Mardi –  Luc 13,18-21

 

Ce sont deux paraboles toutes simples que nous donne à méditer l’évangile de Luc aujourd’hui. Elles nous révèlent pourtant les merveilles de Dieu. Ces petits récits devraient nous étonner, nous bouleverser.

Jésus montre que le règne de Dieu advient à partir d’un tout petit geste humain. Le Christ emprunte des images au quotidien. Un homme sème une graine de moutarde, une femme enfouit du levain dans la farine. Ce sont des actes que l’on remarque à peine mais qui permettent de participer à la vie, qui demandent une certaine confiance en la vie qui va se multiplier à partir de ce petit rien. La graine va d’abord pousser, des oiseaux vont se poser sur l’arbre et y élever leurs petits. La pâte va lever et la femme nourrir sa famille. C’est à la fois ordinaire et merveilleux. Jésus ouvre ainsi nos yeux sur les miracles quotidiens de notre existence.

Nous renonçons parfois à réaliser une tâche, à nous engager dans un projet au service des autres. Nous doutons de l’utilité de  nos efforts, nous craignons le manque de reconnaissance. Dans ces instants de découragement, nous ne voyons plus l’essentiel : Dieu est toujours à l’oeuvre dans la création. Il nous demande seulement d’avoir confiance en cette vie, d’y participer avec amour et de garder l’espérance en la venue du Royaume. Comme la graine ou le levain, cette vie divine unie à l’humanité reste invisible, mystérieuse mais elle produit des fruits.

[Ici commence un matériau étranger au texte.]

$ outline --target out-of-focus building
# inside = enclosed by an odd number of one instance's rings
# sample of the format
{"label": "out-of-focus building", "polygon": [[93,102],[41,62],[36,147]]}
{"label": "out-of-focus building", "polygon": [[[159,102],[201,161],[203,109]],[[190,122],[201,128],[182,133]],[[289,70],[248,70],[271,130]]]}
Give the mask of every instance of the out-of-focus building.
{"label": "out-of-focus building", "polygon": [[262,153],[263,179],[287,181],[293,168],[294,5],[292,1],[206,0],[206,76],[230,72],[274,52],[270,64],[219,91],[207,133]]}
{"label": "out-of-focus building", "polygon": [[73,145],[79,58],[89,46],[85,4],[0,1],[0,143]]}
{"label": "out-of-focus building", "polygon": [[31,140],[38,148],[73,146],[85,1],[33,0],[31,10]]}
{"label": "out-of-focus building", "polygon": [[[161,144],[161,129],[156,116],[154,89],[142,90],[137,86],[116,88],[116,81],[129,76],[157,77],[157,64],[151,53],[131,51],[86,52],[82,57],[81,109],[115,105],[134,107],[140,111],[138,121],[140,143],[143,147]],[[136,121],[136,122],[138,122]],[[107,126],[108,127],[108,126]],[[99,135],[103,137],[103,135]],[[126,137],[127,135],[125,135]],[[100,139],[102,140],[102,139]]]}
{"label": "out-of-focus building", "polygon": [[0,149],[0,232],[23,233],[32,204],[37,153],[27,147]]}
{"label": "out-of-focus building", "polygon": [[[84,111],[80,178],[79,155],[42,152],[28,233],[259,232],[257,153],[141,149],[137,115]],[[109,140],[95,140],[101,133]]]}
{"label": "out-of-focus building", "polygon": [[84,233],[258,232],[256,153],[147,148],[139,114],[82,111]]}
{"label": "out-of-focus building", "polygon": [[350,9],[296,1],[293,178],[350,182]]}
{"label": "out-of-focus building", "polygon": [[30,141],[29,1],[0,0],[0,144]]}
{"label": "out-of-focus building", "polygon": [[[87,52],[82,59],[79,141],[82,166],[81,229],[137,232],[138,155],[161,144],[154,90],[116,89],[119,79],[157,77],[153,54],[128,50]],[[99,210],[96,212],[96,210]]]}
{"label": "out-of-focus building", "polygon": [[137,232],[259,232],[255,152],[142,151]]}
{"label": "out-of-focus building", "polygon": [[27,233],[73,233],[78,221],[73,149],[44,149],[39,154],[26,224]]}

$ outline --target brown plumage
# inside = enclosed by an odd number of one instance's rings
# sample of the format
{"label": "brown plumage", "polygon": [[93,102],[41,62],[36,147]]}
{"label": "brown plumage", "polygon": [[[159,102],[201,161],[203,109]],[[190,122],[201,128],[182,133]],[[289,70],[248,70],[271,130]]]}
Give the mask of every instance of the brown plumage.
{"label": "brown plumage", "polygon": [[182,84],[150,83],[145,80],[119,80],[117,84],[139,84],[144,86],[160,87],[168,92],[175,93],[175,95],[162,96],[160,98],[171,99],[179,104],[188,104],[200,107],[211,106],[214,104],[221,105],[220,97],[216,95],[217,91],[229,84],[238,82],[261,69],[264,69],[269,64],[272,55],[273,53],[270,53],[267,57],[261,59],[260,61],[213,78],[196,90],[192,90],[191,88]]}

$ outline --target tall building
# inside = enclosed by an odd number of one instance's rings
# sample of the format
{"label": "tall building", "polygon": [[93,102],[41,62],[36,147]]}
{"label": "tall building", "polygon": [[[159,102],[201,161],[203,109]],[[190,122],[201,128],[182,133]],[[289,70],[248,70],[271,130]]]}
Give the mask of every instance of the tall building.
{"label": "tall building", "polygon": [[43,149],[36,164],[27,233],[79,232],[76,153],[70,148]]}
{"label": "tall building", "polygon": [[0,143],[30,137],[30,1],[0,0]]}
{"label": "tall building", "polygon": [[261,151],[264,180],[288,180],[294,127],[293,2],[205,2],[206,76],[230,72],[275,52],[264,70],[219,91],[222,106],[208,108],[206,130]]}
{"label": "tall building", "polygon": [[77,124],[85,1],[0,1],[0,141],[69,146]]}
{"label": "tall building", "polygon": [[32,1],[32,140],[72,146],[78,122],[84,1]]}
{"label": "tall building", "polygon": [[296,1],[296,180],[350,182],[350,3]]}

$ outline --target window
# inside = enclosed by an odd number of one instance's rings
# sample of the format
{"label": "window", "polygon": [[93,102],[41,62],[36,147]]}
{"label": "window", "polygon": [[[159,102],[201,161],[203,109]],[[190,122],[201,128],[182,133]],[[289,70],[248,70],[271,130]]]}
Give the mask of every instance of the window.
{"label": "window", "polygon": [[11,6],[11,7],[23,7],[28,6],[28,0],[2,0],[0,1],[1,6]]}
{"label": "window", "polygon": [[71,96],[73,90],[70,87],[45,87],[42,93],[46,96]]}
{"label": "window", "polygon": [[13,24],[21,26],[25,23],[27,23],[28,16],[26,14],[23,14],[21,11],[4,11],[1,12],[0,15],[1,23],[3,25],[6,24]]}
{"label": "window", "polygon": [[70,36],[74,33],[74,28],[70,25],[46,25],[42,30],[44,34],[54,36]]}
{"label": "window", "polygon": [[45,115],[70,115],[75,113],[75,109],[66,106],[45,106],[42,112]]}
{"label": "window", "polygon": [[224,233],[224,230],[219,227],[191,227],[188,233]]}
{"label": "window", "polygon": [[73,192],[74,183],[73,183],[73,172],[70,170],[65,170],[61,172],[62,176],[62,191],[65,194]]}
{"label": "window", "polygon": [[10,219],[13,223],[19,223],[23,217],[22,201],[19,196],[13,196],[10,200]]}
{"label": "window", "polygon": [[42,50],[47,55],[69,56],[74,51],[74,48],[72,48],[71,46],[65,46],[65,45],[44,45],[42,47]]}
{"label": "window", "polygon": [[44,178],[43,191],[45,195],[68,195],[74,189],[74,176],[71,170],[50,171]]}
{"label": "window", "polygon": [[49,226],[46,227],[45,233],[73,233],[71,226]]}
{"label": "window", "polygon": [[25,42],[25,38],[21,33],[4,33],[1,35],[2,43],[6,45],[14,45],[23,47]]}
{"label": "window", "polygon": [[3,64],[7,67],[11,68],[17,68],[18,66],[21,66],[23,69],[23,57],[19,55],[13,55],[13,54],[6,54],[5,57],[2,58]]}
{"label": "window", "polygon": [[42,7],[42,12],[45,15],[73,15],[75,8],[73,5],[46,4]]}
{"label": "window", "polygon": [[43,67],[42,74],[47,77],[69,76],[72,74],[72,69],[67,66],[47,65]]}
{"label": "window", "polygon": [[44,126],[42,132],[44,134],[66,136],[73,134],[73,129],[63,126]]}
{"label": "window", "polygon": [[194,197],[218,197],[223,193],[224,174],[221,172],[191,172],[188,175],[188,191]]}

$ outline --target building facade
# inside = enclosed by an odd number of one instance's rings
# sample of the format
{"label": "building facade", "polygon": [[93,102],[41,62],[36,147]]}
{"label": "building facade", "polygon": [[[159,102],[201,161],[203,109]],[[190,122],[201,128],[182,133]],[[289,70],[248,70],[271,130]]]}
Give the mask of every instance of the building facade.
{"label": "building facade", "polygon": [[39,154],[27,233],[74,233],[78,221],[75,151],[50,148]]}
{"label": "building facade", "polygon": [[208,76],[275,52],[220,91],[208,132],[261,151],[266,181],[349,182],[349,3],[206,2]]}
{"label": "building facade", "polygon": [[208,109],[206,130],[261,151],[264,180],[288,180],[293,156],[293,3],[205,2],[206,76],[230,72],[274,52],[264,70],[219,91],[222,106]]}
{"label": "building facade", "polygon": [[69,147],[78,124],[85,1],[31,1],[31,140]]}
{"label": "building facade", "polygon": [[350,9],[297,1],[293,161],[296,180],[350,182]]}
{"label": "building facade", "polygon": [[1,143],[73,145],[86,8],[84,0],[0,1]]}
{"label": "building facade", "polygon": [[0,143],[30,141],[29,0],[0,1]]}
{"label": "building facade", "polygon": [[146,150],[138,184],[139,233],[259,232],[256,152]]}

Si nous prenons le temps de contempler nos existences avec un regard de foi, nous verrons combien Dieu y est présent. Etonnons-nous qu’une rencontre banale nous ait apporté tant de lumière, qu’un moment difficile ait été source de joie. Le Royaume de Dieu, tel que Jésus le définit, est déjà à l’oeuvre dans le monde, dans nos  existences quotidiennes. Accueillons avec confiance la présence et la puissance de Dieu qui vient travailler en nos coeurs et y faire jaillir la joie du Royaume.

 

Mercredi – Luc 13, 31-35

 

Dans cet évangile de Luc, Le Christ tient à la fois des paroles terribles et des propos très tendres envers Jérusalem où il se rend sachant qu’il va y mourir pour que le monde soit sauvé. Aussi l’avertissement des pharisiens : « Pars, va-t’en d’ici : Hérode veut te tuer » est inutile, inopportun. Jésus renvoie assez sèchement ses interlocuteurs et leur montre sa volonté d’accomplir jusqu’au bout sa tâche. Il récapitule celle-ci en quelques mots : il a commencé par « expulser les démons » et « faire des guérisons ». Ce sont déjà des gestes de salut ; ils manifestent le but ultime du Christ, sauver tous les hommes. Jésus annonce en même temps sa mort et sa résurrection : « Le troisième jour, j’arrive au terme». L’expression peut signifier sa mort prochaine mais le troisième jour évoque surtout sa résurrection et le verbe « arriver au terme » a en grec plutôt le sens de j’achève, j’accomplis jusqu’au bout, jusqu’à la perfection.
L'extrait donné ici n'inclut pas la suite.